In County of Saratoga v. Delaware Engineering, D.P.C., 189 A.D.3d 1926, 139 N.Y.S.3d 381 (3d Dept 2020), the New York Supreme Court Appellate Division held that an engineer’s contractual indemnity claim against the contractor was due to be dismissed, as the indemnity provision unambiguously and expressly excluded claims for damage to the “work itself.”

In 2007, Saratoga County (“Saratoga”) retained Delaware Engineer, D.P.C. (“Delaware”) to provide design services related to the expansion of a wastewater treatment plant. Saratoga hired Jett Industries, Inc. (“Jett”) as the general contractor. After the project was complete, two pumps malfunctioned and one of the water tanks ruptured. Saratoga sued Jett and Delaware. Delaware cross claimed against Jett for contribution, common-law indemnification and contractual indemnification.

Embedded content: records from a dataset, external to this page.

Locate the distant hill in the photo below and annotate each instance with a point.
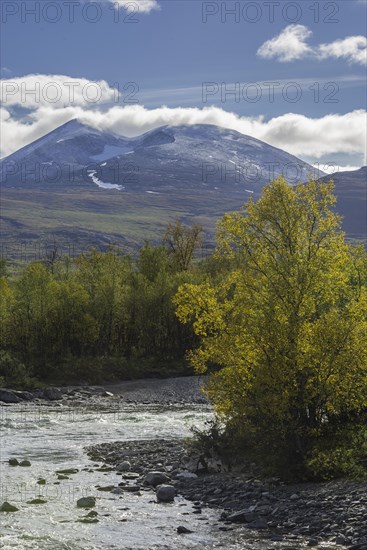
(81, 186)
(351, 191)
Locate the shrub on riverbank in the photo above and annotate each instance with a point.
(286, 328)
(100, 317)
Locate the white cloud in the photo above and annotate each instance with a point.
(297, 134)
(291, 44)
(352, 48)
(35, 90)
(300, 135)
(140, 6)
(333, 168)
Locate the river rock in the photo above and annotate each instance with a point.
(52, 394)
(242, 516)
(166, 493)
(6, 507)
(156, 478)
(8, 396)
(186, 475)
(24, 395)
(181, 530)
(86, 502)
(124, 466)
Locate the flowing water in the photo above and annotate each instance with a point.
(52, 437)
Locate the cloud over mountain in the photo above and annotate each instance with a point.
(291, 44)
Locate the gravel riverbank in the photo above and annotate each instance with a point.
(318, 513)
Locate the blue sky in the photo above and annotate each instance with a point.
(169, 48)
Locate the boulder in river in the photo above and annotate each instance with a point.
(6, 507)
(181, 530)
(24, 395)
(86, 502)
(242, 516)
(166, 493)
(156, 478)
(52, 394)
(124, 466)
(8, 396)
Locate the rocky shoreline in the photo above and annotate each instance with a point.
(310, 514)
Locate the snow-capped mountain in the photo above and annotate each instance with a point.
(160, 160)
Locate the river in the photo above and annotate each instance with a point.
(52, 437)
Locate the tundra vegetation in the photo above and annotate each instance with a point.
(285, 330)
(277, 316)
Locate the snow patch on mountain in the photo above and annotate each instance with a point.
(103, 185)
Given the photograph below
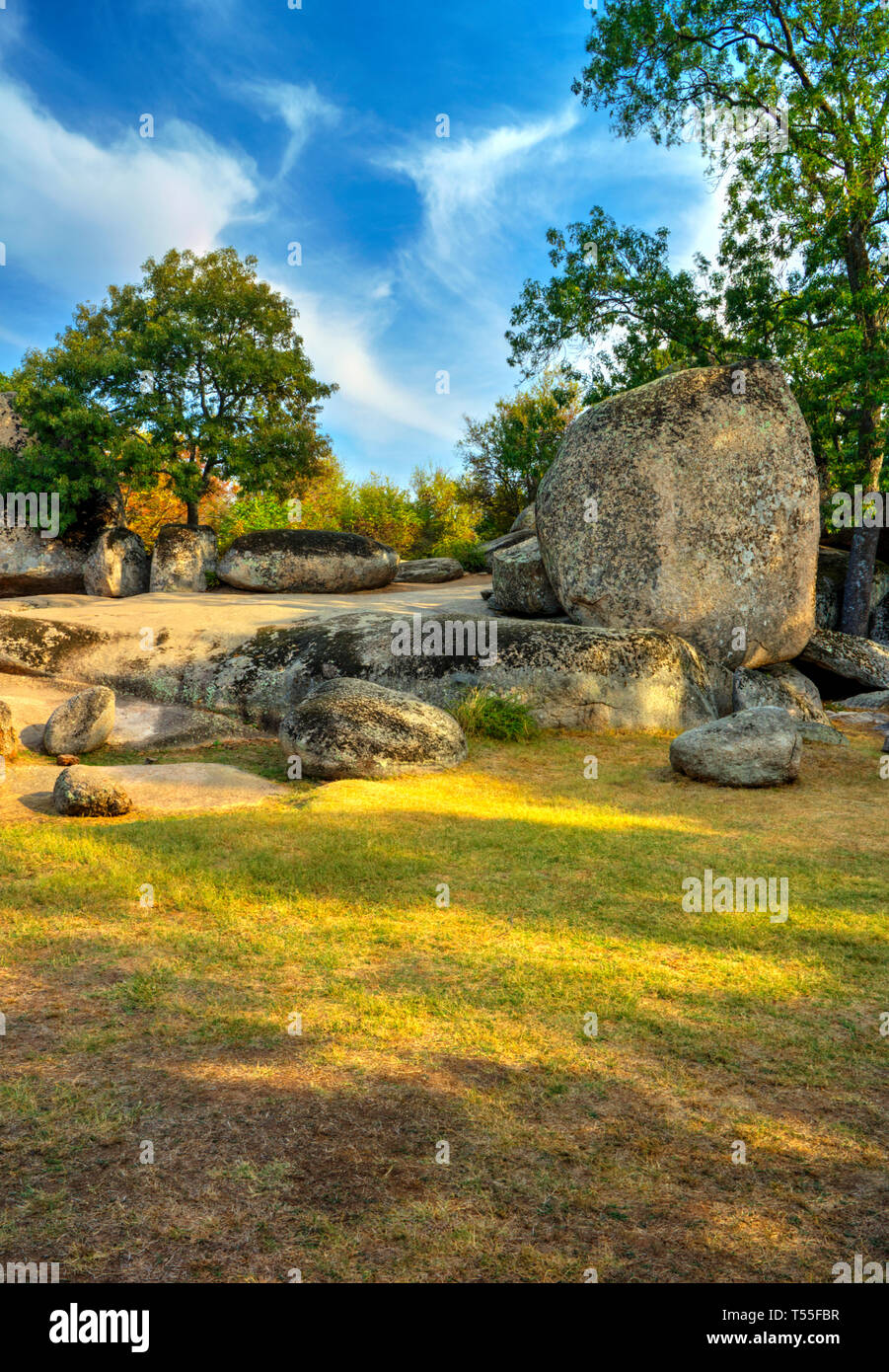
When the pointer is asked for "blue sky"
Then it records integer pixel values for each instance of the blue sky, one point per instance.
(317, 125)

Jett moved to dismiss Delaware’s claims, arguing the contract language limited any liability to Delaware. The Court granted the motion as to the common law indemnification and contribution claims, but denied it as to the contractual indemnification claim. In support of its Motion, Jett cited the contract, which stated that Jett was required to indemnify Delaware if Jett’s negligence, either in whole or in part, caused personal injury or destruction of property “other than to the work itself.”

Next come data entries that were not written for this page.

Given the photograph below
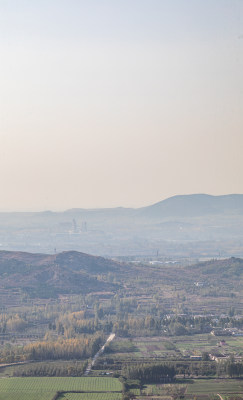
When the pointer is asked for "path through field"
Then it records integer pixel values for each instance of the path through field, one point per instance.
(92, 363)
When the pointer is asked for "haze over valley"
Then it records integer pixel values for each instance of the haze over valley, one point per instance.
(187, 226)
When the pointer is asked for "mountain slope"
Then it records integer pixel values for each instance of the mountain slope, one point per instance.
(195, 205)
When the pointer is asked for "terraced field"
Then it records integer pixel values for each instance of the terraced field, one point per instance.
(45, 388)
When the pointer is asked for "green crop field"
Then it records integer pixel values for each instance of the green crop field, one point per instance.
(45, 388)
(91, 396)
(215, 386)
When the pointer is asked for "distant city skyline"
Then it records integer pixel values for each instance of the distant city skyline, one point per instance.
(108, 103)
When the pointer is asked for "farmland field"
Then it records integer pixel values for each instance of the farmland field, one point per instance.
(91, 396)
(45, 388)
(203, 389)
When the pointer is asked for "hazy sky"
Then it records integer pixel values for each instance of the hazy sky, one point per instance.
(119, 102)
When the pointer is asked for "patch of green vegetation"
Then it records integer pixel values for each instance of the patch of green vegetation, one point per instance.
(45, 388)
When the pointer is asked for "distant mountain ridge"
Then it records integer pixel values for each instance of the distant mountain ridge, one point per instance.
(45, 275)
(195, 205)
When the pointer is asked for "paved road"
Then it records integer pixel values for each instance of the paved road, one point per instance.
(92, 363)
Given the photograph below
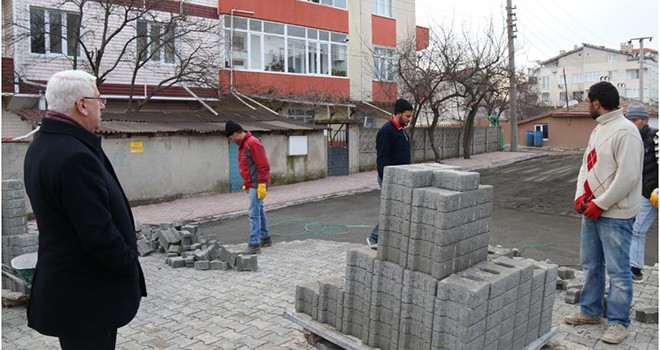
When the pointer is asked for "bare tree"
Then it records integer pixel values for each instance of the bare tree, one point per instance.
(482, 77)
(144, 37)
(426, 75)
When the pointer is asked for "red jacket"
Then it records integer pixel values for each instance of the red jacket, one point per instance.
(252, 162)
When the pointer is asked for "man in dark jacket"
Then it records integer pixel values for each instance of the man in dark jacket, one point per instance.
(638, 114)
(255, 171)
(392, 148)
(88, 281)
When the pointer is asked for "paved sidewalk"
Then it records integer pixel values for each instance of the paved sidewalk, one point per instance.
(215, 206)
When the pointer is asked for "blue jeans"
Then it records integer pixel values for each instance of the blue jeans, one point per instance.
(643, 221)
(605, 245)
(374, 233)
(258, 220)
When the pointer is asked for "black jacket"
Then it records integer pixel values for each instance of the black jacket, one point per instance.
(88, 278)
(392, 147)
(650, 171)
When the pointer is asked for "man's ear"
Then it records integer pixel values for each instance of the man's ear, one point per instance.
(81, 107)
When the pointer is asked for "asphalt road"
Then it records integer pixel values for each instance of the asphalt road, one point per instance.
(532, 211)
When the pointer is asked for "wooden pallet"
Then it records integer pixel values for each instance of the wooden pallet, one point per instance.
(325, 336)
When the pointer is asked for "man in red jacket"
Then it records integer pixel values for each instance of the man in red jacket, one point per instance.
(255, 171)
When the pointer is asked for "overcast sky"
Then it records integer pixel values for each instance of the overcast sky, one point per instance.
(545, 27)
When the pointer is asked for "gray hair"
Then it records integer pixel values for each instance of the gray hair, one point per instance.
(66, 87)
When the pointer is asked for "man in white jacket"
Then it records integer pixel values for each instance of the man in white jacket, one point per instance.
(607, 196)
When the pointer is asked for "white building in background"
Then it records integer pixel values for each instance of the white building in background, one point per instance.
(568, 76)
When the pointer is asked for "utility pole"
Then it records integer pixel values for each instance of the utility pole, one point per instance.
(511, 29)
(641, 65)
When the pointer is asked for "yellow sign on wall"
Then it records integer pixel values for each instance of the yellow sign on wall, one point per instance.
(136, 147)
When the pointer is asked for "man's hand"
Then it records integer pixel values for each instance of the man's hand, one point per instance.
(654, 198)
(581, 203)
(593, 211)
(261, 191)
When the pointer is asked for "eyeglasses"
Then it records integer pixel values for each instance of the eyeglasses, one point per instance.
(101, 99)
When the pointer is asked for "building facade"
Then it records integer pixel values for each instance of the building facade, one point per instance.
(566, 78)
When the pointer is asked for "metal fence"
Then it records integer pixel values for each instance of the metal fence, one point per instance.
(449, 142)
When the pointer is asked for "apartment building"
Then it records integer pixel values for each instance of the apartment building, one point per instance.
(567, 77)
(312, 56)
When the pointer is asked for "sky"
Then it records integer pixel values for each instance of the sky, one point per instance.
(546, 27)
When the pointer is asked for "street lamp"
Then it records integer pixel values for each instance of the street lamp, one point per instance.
(231, 44)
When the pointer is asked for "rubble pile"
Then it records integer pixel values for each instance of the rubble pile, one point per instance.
(184, 247)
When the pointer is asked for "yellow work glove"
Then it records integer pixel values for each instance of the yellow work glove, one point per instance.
(261, 191)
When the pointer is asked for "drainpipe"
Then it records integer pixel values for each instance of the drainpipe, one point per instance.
(198, 99)
(257, 103)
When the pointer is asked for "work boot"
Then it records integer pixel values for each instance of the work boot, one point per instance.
(251, 250)
(265, 242)
(614, 334)
(580, 318)
(372, 243)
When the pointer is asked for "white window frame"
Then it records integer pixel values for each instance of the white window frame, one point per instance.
(545, 82)
(313, 37)
(541, 127)
(384, 8)
(64, 18)
(162, 55)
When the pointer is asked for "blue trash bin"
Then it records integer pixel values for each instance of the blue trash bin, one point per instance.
(530, 138)
(538, 138)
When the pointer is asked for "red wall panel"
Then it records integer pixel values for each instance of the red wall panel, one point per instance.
(291, 12)
(286, 85)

The New York Appellate Division reversed, ruling the agreement did not extend to the damages in this case.  Saratoga asserted claims for damage to the tank, specifically the rupturing and heaving of its concrete floor. The Court concluded that such damage clearly was to the work itself, as Delaware designed the tanks and Jett installed them. The Court agreed with Jett that the provision explicitly excluded claims for damage to the work itself.

The Court reinforced its position that it would not interfere with indemnification agreements as long as the intent to indemnify is clear. The Court stated, “It is well established that an indemnification agreement must be strictly construed to avoid reading into it a duty which the parties did not intend to be assumed.”  In other words, but for the limiting language of the agreement, the Court most likely would have allowed the claim to continue.

This holding reinforces the position that Courts are not willing to interfere when a written agreement is clear and unambiguous on its face. In the present case, the Court recognized that the indemnitor and indemnitee agreed to shift certain risks, but not others. In light of the limitation of scope, the Court would not broaden the indemnity obligation. Parties should be careful to consider the addition or deletion of such qualifying clauses, as the impact can be determinative of whether indemnity is owed.